The information was confirmed by Commissioner of Police Owen Ellington who said that a number of arrests of people responsible for such acts have been made in recent times.

"We have had situations where 'hits' were done [by criminals] for as little as $5,000," the Commissioner told the Observer.

Ellington, however, did not state the number of cases that were uncovered by the police.

While acknowledging that contract killings were nothing new, he said that the incidents were part of a series of deadly practices carried out by members of the criminal underworld that has left authorities concerned.

"In a society where there is diminishing value for life, it does not take much for a little 'shotta' as they put it, to go and kill someone for a small fee," Ellington said.

"It is a reality, and it is one of the manifestations of organised crime," the police commissioner added.
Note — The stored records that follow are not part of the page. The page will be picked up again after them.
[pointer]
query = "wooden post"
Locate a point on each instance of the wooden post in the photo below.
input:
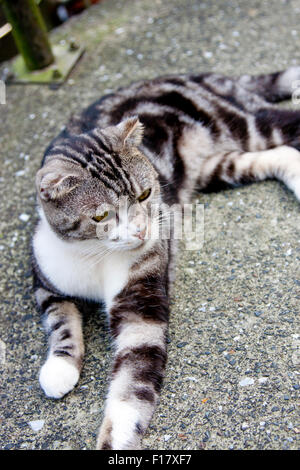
(29, 32)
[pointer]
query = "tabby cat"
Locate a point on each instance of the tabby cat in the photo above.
(156, 141)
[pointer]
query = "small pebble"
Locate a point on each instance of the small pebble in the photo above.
(36, 425)
(24, 217)
(246, 381)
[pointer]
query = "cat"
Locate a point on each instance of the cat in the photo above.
(154, 142)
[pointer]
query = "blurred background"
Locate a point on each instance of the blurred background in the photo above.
(55, 12)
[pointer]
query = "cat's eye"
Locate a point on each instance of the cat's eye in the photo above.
(144, 195)
(99, 218)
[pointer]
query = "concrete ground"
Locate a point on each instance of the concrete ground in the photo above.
(233, 373)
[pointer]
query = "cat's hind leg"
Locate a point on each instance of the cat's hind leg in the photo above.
(62, 321)
(235, 168)
(138, 319)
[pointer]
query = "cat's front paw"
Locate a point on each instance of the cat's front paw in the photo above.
(58, 377)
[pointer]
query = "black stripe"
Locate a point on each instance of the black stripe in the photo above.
(57, 325)
(236, 124)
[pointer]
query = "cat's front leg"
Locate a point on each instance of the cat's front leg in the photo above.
(138, 319)
(62, 321)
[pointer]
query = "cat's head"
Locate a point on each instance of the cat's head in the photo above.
(100, 186)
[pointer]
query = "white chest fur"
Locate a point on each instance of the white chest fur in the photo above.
(74, 272)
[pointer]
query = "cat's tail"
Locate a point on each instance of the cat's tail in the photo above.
(273, 87)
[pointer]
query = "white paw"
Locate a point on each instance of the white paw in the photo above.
(58, 377)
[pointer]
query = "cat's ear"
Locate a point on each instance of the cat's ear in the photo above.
(54, 181)
(131, 131)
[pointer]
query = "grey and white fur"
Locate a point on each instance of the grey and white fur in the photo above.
(156, 141)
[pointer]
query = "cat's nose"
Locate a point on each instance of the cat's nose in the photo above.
(141, 233)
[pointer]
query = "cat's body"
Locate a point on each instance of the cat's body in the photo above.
(198, 132)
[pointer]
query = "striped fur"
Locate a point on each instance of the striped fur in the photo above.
(174, 135)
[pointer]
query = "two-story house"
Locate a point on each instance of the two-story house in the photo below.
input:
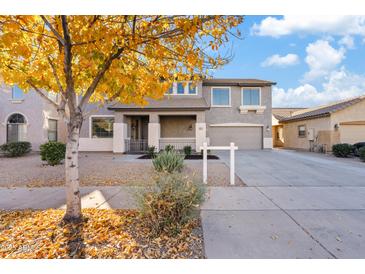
(218, 111)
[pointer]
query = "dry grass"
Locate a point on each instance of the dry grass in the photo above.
(102, 234)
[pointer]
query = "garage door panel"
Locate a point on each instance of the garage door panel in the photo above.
(243, 137)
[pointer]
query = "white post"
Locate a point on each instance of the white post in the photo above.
(231, 164)
(205, 163)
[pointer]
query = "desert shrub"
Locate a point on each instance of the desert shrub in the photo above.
(169, 148)
(187, 150)
(151, 151)
(362, 153)
(170, 203)
(16, 149)
(168, 161)
(342, 150)
(53, 152)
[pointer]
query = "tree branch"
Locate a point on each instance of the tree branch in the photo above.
(42, 94)
(99, 76)
(54, 31)
(54, 71)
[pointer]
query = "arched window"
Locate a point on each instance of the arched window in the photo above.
(16, 128)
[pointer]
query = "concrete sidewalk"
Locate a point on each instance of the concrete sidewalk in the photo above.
(54, 197)
(296, 205)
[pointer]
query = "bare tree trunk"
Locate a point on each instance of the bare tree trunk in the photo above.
(73, 200)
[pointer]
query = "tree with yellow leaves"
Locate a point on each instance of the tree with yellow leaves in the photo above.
(106, 58)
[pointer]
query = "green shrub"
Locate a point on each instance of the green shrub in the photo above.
(169, 148)
(168, 161)
(342, 150)
(53, 152)
(187, 150)
(16, 149)
(151, 151)
(362, 153)
(170, 203)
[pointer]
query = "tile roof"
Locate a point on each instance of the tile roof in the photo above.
(281, 113)
(237, 82)
(322, 111)
(168, 103)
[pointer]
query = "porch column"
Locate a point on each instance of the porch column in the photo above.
(154, 131)
(119, 136)
(200, 135)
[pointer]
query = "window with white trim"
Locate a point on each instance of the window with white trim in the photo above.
(251, 96)
(17, 93)
(302, 131)
(221, 96)
(183, 88)
(102, 127)
(52, 130)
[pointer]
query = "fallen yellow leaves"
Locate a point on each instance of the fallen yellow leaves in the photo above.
(102, 234)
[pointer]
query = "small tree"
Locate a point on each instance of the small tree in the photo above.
(106, 58)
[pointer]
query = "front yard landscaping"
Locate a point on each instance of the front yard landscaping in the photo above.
(102, 234)
(100, 169)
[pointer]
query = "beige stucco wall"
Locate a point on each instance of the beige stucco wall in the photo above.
(36, 110)
(177, 126)
(320, 125)
(350, 133)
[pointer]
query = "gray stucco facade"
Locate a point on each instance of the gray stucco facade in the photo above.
(196, 119)
(36, 111)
Last week, detectives from the Major Investigation Task Force (MIT) said that probes on more than 250 gun-related murders this year turned up information which showed that the practice was rampant.

The police said that 30 per cent of the murder cases, or at least three out of every 10 murders that were cleared up, were found to be linked to contract killings.

"Police carried out investigations on at least 250 gun-related murder scenes, and of those figures we have had a clear-up rate of up to 60 per cent," one senior detective said.

Another detective told the Observer that intensified operations had led to the arrest of several killers, but a major challenge remains.

"Despite being able to arrest persons responsible for these murders, the police are unable to identify the true motives in a number of these cases," a senior detective attached to (MIT) told the Observer

The police said that they have also found that in many of the cases, persons apprehended were not aware of the reasons contracts were taken out, but went ahead with the planned executions purely for money.

The police said that the case involving Melissa Clarke, the Jamaica Observer Mogul in the Making nominee, who was gunned down at her gate in Washington Gardens, St Andrew, earlier this year, was one such incident.

"Based on information, we suspect that Clarke was the victim of a contract killing,' the police source told the Observer.

Two men who were suspected to have been behind the attack were shot dead during a confrontation with the police and, according to the dectective "the search continues for other persons believed to be behind the killing".

In June, Clarke was attacked and shot several times inside her BMW motor car as she was about to leave home.

Eyewitnesses said that a white car drove up, and occupants immediately opened gunfire, hitting Clarke several times.

She was taken to hospital where she was pronounced dead.

Clarke was the owner of the Lavish Lashes cosmetology store in Half-Way-Tree.

The police said that, in many cases, criminals on contract were under instructions not to carry out attacks in public spaces and in broad daylight.

Members of the public have been urged to be on the alert for potential assassins.

"The comfort zone is no longer comfortable anymore, and members of the public should be more alert and aware of their surroundings," the police officer warned.